Wu waves to warmly dressed people who paid the equivalent of $3.50 each to
watch the show. It's zero degrees Fahrenheit under the morning sun.
"How are you today?" she calls, smiling and tossing her long black hair as
the spectators snap photos. "Welcome!"
Harbin is a hot destination when it's cold, drawing millions of tourists each
year to a winter festival whose highlights include replicas of world monuments
painstakingly modeled out of ice. Think Arc de Triomphe and Big Ben lookalikes.
There's an ice carving competition, a Siberian tiger park, sledding and a
restaurant made of ice, where customers cook meat and vegetables in boiling
broth at the table.
Then there's ice swimming in the Songhua.
Winter swimming began in China in the late 1940s and has unexpectedly taken
off, said Lin Senlin of the China National Swimming Association's Winter
Swimming Committee. He said there are now about 200,000 registered amateur ice
swimmers in China — mostly retirees — although there are likely more unofficial
participants.
"It's become more and more popular each year," Lin said.
The purported health benefits are the main draw, he asserted: "Through
practice, diseases like high blood pressure and heart disease can be eased, even
cured."
There are annual winter swimming championships and even international
competitions that spotlight interest in ice swimming in parts of the United
States, Canada, Finland and Russia.
Unlike other Chinese and foreign cities where people get together informally
for "polar bear swims," there's a fee to watch the swimmers in Harbin.

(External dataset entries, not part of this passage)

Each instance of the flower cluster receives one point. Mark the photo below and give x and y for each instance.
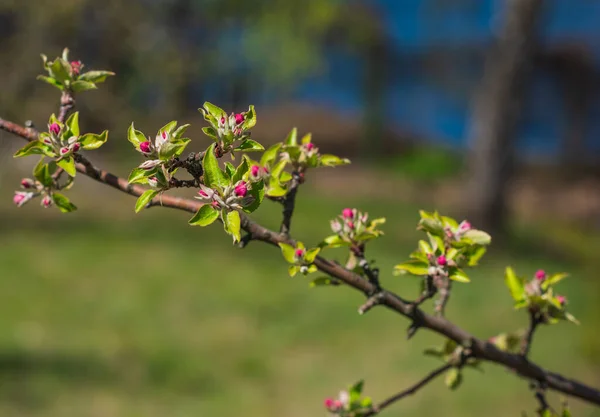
(537, 295)
(300, 258)
(353, 227)
(232, 197)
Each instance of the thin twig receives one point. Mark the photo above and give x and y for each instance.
(289, 203)
(410, 391)
(534, 321)
(481, 349)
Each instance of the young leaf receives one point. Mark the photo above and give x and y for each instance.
(292, 138)
(515, 284)
(135, 136)
(95, 76)
(51, 81)
(79, 86)
(412, 267)
(232, 225)
(288, 252)
(91, 141)
(144, 199)
(68, 164)
(35, 148)
(204, 216)
(63, 203)
(249, 145)
(213, 175)
(73, 123)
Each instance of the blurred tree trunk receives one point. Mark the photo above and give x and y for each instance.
(495, 114)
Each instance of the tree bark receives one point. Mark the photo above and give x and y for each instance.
(495, 114)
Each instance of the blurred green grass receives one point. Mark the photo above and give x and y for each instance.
(123, 315)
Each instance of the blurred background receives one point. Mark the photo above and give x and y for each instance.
(484, 109)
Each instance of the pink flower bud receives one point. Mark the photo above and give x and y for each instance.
(19, 199)
(76, 67)
(146, 147)
(241, 189)
(54, 128)
(464, 226)
(27, 183)
(328, 403)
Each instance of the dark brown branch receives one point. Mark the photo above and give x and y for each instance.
(481, 349)
(410, 391)
(67, 103)
(534, 321)
(289, 203)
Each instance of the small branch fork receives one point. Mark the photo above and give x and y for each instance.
(481, 349)
(409, 391)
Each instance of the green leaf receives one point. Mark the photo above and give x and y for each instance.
(258, 192)
(553, 279)
(456, 274)
(213, 175)
(232, 225)
(270, 154)
(95, 76)
(135, 136)
(91, 141)
(210, 132)
(43, 172)
(412, 267)
(68, 164)
(73, 123)
(356, 390)
(35, 148)
(322, 281)
(292, 138)
(80, 86)
(311, 254)
(288, 252)
(453, 378)
(140, 175)
(60, 70)
(332, 160)
(206, 215)
(214, 111)
(249, 145)
(515, 285)
(63, 203)
(178, 133)
(334, 241)
(425, 247)
(478, 237)
(51, 81)
(144, 199)
(250, 121)
(240, 171)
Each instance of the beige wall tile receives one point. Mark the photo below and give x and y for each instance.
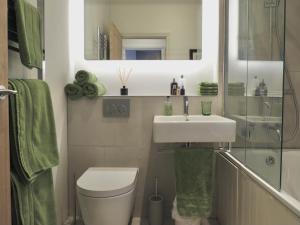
(292, 34)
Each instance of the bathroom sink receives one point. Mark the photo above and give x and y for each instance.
(198, 128)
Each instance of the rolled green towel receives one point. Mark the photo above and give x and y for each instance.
(207, 84)
(236, 84)
(73, 91)
(83, 76)
(92, 90)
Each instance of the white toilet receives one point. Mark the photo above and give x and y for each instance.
(106, 195)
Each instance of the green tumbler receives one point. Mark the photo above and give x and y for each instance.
(206, 108)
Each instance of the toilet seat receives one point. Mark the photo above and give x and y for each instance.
(104, 182)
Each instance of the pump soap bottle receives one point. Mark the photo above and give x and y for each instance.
(168, 107)
(174, 87)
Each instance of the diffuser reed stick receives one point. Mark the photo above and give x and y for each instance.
(124, 76)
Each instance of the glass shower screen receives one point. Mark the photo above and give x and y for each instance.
(254, 83)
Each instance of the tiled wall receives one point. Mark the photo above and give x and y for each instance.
(293, 66)
(98, 141)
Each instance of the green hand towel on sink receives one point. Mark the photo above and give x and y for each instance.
(29, 34)
(194, 170)
(32, 129)
(83, 77)
(92, 90)
(73, 91)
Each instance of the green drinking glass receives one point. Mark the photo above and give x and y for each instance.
(206, 108)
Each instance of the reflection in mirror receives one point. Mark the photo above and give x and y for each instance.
(143, 30)
(261, 36)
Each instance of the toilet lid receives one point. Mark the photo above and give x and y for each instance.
(106, 181)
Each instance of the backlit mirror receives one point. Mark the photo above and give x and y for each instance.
(143, 29)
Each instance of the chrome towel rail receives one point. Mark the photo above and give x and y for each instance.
(5, 92)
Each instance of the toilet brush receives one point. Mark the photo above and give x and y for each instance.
(156, 207)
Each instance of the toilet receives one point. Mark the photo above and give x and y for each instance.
(106, 195)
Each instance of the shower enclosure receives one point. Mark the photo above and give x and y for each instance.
(254, 83)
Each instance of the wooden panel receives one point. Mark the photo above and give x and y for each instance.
(227, 191)
(115, 43)
(5, 218)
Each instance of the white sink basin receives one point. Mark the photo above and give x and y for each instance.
(198, 128)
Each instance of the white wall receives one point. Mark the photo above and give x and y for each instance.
(151, 77)
(56, 75)
(96, 14)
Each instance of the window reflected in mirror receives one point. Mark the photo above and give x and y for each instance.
(143, 30)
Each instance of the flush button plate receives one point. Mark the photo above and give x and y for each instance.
(115, 108)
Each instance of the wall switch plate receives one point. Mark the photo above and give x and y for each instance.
(116, 108)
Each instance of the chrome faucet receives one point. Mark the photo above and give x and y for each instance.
(186, 106)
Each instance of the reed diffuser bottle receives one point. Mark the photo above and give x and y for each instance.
(124, 76)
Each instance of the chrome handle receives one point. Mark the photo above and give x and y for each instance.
(4, 92)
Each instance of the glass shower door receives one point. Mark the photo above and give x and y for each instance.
(265, 88)
(254, 83)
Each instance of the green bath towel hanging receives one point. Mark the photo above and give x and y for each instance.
(33, 202)
(29, 34)
(32, 129)
(194, 170)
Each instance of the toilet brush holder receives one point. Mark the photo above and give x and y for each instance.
(156, 210)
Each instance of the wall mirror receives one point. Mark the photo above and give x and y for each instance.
(143, 29)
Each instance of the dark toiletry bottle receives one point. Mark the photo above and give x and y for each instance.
(124, 90)
(182, 91)
(174, 87)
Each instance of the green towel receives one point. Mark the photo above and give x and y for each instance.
(92, 90)
(209, 93)
(83, 77)
(207, 84)
(236, 84)
(194, 170)
(73, 91)
(203, 88)
(33, 202)
(32, 129)
(29, 34)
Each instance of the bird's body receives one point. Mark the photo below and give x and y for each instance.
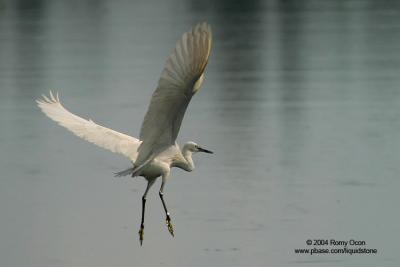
(156, 151)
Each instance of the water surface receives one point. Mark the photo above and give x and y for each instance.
(300, 105)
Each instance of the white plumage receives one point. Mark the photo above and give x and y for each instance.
(156, 151)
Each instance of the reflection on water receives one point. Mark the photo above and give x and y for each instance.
(300, 105)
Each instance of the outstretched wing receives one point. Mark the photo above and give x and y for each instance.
(103, 137)
(181, 78)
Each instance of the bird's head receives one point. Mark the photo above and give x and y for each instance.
(193, 147)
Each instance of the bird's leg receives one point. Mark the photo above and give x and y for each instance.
(168, 219)
(141, 230)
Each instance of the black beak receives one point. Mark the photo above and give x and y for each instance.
(205, 150)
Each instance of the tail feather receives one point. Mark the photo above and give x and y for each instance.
(124, 172)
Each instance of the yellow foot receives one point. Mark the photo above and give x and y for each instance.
(141, 234)
(169, 225)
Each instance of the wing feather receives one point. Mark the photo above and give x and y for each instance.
(180, 80)
(101, 136)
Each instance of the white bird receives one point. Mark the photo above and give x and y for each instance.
(156, 150)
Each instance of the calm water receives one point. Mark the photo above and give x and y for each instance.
(301, 105)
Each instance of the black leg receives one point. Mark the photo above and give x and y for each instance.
(141, 230)
(168, 220)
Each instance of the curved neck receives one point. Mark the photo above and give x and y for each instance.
(187, 155)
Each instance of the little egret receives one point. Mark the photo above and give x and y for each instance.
(156, 150)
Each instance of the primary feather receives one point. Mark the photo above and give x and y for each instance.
(99, 135)
(180, 80)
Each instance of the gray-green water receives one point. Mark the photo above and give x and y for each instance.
(301, 105)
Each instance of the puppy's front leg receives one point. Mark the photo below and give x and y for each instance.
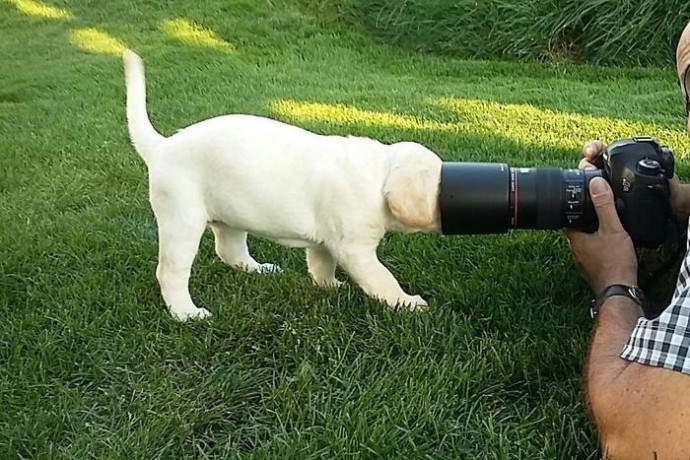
(321, 266)
(362, 263)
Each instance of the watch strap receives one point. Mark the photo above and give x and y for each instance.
(632, 292)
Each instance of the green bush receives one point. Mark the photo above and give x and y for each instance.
(619, 32)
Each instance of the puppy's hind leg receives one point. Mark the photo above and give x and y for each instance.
(179, 233)
(321, 266)
(231, 247)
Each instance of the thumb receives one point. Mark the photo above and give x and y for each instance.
(602, 199)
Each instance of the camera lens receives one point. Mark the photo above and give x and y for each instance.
(493, 198)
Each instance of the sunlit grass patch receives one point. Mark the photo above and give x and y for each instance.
(521, 123)
(36, 8)
(96, 41)
(532, 125)
(190, 33)
(344, 115)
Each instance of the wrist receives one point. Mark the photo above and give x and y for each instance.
(618, 303)
(619, 291)
(626, 280)
(680, 200)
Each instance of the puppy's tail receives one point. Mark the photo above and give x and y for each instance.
(143, 135)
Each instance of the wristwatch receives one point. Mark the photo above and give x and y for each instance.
(632, 292)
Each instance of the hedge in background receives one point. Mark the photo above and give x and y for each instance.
(619, 32)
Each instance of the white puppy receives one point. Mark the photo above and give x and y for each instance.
(335, 196)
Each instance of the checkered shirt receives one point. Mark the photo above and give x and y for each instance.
(665, 341)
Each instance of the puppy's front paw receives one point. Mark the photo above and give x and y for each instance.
(190, 314)
(329, 283)
(413, 303)
(268, 268)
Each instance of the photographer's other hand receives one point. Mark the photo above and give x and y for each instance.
(607, 256)
(679, 193)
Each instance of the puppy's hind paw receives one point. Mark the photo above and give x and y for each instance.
(190, 314)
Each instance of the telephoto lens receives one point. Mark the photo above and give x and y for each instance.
(494, 198)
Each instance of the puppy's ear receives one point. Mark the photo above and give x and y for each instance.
(411, 190)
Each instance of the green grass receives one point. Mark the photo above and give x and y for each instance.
(91, 364)
(639, 32)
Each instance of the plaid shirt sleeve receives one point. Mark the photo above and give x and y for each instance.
(665, 341)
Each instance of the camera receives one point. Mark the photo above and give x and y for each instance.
(494, 198)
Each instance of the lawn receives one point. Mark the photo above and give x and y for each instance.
(91, 363)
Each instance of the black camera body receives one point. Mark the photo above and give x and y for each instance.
(638, 170)
(493, 198)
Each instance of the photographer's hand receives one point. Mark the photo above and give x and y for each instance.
(607, 256)
(680, 193)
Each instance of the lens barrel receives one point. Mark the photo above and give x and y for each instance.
(494, 198)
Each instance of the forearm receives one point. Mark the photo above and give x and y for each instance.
(616, 319)
(680, 199)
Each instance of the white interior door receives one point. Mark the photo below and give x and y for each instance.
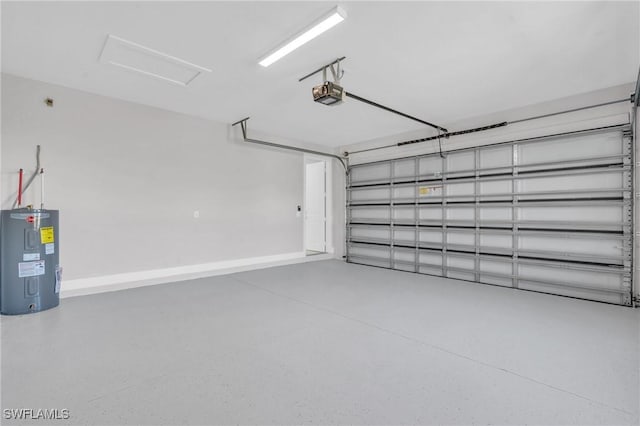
(315, 207)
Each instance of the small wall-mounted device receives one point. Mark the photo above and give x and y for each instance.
(328, 93)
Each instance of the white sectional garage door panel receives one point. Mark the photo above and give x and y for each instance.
(552, 215)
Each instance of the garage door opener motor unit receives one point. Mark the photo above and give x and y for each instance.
(30, 272)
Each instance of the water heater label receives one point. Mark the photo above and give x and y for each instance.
(26, 257)
(49, 248)
(30, 269)
(46, 235)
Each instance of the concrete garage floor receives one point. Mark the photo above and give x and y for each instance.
(325, 343)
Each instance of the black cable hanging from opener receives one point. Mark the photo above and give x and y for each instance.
(377, 105)
(370, 102)
(492, 126)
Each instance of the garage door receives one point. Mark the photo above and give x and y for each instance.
(550, 214)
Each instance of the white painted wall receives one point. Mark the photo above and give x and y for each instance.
(127, 179)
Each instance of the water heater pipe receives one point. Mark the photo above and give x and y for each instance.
(32, 177)
(41, 189)
(20, 187)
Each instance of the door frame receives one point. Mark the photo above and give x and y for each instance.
(310, 158)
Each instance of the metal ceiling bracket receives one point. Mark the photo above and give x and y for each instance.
(324, 70)
(243, 125)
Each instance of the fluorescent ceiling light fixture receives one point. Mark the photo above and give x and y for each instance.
(143, 60)
(327, 21)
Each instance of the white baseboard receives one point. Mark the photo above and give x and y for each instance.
(85, 286)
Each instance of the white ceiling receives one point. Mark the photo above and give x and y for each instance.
(439, 61)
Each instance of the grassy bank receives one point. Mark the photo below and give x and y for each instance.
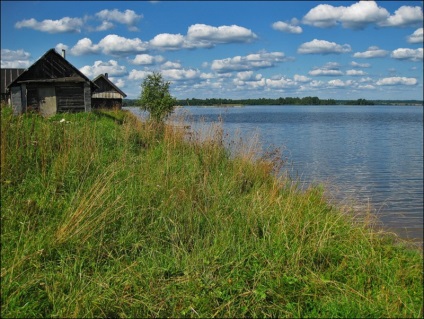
(103, 215)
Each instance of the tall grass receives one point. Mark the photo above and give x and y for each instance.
(107, 216)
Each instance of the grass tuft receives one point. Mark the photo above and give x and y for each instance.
(104, 215)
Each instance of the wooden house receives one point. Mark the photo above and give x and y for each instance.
(7, 77)
(51, 85)
(107, 95)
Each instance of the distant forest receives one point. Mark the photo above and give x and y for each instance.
(309, 100)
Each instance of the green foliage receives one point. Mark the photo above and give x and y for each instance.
(104, 216)
(155, 97)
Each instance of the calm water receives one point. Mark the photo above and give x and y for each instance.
(372, 155)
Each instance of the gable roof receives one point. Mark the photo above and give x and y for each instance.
(8, 76)
(52, 67)
(103, 78)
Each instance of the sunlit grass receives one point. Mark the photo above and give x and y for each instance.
(105, 215)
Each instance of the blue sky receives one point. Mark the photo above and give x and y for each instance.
(229, 49)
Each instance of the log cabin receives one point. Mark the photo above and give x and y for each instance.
(8, 75)
(51, 85)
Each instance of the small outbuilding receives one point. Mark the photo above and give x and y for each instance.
(8, 76)
(51, 85)
(107, 95)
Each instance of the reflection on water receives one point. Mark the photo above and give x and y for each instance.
(372, 154)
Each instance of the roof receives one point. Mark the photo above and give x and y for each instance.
(109, 82)
(52, 67)
(8, 76)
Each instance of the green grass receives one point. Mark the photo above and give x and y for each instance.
(106, 216)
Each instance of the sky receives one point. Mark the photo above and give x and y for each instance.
(229, 49)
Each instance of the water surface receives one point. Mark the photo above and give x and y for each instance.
(372, 155)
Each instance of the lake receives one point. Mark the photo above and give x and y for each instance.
(370, 156)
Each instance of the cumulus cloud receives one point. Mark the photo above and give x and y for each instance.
(111, 44)
(360, 65)
(322, 47)
(248, 62)
(416, 37)
(372, 52)
(84, 46)
(119, 82)
(405, 16)
(117, 45)
(355, 72)
(128, 17)
(180, 74)
(325, 72)
(281, 83)
(15, 59)
(64, 25)
(221, 34)
(356, 16)
(99, 67)
(171, 65)
(60, 46)
(361, 14)
(167, 41)
(408, 54)
(397, 81)
(106, 25)
(329, 69)
(203, 36)
(287, 27)
(339, 83)
(138, 74)
(301, 78)
(146, 59)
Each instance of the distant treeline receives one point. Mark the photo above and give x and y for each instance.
(309, 100)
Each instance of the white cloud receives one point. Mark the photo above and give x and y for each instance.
(63, 25)
(116, 45)
(221, 34)
(405, 16)
(355, 72)
(128, 17)
(361, 14)
(15, 59)
(110, 44)
(203, 36)
(366, 87)
(60, 46)
(249, 62)
(316, 84)
(99, 67)
(280, 83)
(119, 82)
(138, 74)
(167, 41)
(171, 65)
(356, 16)
(287, 27)
(372, 52)
(146, 59)
(338, 83)
(325, 72)
(301, 78)
(408, 54)
(360, 65)
(322, 47)
(329, 69)
(84, 46)
(106, 25)
(416, 37)
(397, 81)
(180, 74)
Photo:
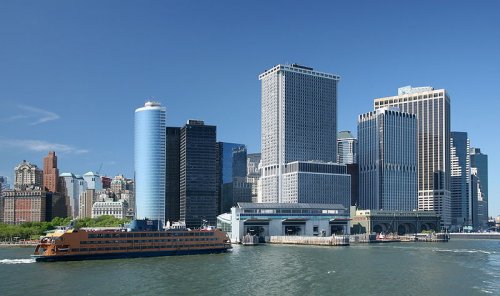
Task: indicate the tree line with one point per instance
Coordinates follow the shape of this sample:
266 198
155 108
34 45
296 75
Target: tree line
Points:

With an announcer yelling a running commentary through a megaphone, the show
is short — and a bit anticlimactic.
The swimmers, mostly aged 50 to 70, jog out from a rundown building,
stretching and flailing their arms. Some wear white swim caps with the Chinese
flag. Others have canvas shoes and rubber gloves.
One by one, they jump, dive or slowly climb down a ladder into the water.
They dip their faces in, blowing and sputtering like whales.
They climb out after swimming a length or two, staying in a minute and a half
at the most. And the show is over.
"It's not that great but the participants are old, not young. It's very
touching," said Zhai Shanshan, a 30-year-old tourist.
The Harbin swimmers perform between December and March, and are paid 75 cents
for each show. One of the rare times the show was disrupted was in November,
when a toxic chemical spill polluted the Songhua, forcing officials to cut off
running water to the city for five days.
Wu Jing, the 52-year-old "Queen of Ice Swimming," said the activity helped
her get over a divorce and realize her lifelong dream of being in the spotlight.
"At first, it helped me to get rid of my bad mood. Then I felt it was good
for my health and good for society," said Wu, who wears thick mascara and a
slash of bright red lipstick.
She said she got her nickname from Russian ice swimmers when she beat them in
a competition in the 1990s.
For 78-year-old Fan Xuetong, ice swimming is the best way to "raise the
body's resistance."
"It gets the adrenaline going, it makes me feel good," said Fan, who bundled
up in a thick towel after the show. "We are all healthy. We don't get sick."
Yuan Hongbo, 70, has been ice swimming for 20 years, and drinks warm milk
before going in.
"It heals people. I used to have rheumatism," said Yuan. "When you first get
in, it's very cold. Then after a while, it feels comfortable."